To get good performance, you'll need a capture device like the Elgato Camlink or HD60S hooked up to the HDMI output on the camera. Canon are notorious for not providing 'clean' HDMI out; having the on-screen display baked into the HDMI output, requiring cropping the image down in OBS to exclude that part of the frame.


----------



## mr_Grouch77 (Nov 23, 2020)

SO AS REGARDS TO THE ABOVE STATEMENT ITS TRUE  ABOUT THE FRAME RATE SO JUST SIMPLY MATCH THE FRAMERATE YOU HAVE OBS SET TO PREFFERABLY 30 OR 29 FPS


----------



## mr_Grouch77 (Nov 23, 2020)

it fixed it for me also sorry for the caps


----------



## UserJuliandag (Dec 12, 2020)

mr_Grouch77 said:


> it fixed it for me also sorry for the caps


How fid you fix it?


----------



## dumbStick69 (Feb 5, 2021)

For some reason, recording at 1080p 25/30fps works without a problem.
(Note: only when LCD screen on camera is opened - Canon M50)


----------



## Hoax1625 (May 7, 2021)

So, I've been playing around with the EOS Webcam Utility for awhile now. It's improved a small chunk since beta but is still not the best. I am using it with an EOS M50 and I find that it gets choppy and stuttery when not set to 1080p 30fps. At 60 it's a bit of a mess and at 24 it's also oddly a bit messy.  720p 60fps, which should technically use similar bandwidth to 1080p 30fps is also hot garbage.

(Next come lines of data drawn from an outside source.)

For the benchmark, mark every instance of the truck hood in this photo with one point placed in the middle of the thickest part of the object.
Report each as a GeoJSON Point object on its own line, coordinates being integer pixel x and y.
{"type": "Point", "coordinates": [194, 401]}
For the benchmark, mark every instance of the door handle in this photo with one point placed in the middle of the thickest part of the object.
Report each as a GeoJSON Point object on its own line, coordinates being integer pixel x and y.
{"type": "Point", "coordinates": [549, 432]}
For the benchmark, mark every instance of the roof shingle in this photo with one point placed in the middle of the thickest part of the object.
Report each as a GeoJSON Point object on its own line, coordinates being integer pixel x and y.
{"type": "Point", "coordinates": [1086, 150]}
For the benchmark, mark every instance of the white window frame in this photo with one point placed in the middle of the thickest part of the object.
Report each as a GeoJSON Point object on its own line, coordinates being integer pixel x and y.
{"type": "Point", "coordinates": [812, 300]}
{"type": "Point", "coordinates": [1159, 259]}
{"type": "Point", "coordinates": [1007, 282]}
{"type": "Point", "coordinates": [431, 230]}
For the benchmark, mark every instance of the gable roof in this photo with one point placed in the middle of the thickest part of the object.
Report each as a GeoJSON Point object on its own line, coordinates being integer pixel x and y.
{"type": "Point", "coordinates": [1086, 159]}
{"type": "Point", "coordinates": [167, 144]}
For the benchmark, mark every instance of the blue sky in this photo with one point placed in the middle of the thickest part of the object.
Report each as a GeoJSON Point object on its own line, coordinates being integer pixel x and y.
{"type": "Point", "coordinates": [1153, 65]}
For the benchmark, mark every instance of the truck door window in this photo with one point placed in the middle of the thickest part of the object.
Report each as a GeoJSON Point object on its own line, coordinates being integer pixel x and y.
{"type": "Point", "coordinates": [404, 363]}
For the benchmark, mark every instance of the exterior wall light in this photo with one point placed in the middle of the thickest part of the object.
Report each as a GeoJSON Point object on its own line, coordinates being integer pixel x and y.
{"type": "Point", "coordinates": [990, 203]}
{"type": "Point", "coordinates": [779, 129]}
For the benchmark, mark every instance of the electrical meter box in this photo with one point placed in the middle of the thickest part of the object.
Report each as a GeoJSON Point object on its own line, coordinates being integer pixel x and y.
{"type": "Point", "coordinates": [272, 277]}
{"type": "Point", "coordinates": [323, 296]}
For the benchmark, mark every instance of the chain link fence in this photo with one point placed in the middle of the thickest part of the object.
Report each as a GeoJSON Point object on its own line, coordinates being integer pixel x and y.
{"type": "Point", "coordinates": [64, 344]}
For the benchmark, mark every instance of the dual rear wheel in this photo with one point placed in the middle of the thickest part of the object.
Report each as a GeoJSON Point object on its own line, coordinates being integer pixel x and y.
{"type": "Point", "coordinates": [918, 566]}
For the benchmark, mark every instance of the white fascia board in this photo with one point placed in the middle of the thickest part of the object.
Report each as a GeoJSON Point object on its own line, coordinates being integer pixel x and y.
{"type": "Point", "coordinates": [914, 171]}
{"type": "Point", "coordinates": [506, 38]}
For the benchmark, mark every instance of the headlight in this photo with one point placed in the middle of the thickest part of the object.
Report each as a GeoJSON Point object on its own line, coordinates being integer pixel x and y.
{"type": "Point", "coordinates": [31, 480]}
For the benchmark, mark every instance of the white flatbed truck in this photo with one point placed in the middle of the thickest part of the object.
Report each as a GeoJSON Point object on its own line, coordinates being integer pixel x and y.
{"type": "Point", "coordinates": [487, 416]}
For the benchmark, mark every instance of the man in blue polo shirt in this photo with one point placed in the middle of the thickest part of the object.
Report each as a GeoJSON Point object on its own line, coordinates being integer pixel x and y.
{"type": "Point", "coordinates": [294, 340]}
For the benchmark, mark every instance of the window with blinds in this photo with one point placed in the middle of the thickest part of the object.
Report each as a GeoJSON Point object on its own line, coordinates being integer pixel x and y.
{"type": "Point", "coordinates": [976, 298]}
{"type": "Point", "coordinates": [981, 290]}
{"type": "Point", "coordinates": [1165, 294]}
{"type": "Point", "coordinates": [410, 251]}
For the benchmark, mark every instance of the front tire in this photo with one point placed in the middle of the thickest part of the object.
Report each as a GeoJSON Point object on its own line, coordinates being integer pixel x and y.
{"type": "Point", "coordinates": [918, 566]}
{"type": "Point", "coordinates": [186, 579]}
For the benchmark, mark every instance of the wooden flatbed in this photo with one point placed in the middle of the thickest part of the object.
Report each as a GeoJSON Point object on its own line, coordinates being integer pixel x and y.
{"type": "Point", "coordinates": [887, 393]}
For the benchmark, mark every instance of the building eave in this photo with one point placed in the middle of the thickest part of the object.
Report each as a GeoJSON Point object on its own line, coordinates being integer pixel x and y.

Something I am experimenting with is Buffered vs. Non-Buffered, mainly for audio syncing purposes.  I find that unbuffered the picture can fluctuate and lose sync with the audio, fall back into sync, lose sync again, etc.  With buffering on the video is very smooth with a predictable 200 ms delay (for me, your mileage may vary).  OBS Studio's tooltip says that you normally wouldn't want buffering for facecam, but the EOS Webcam Utility, at least in my opinion, is something that benefits from it.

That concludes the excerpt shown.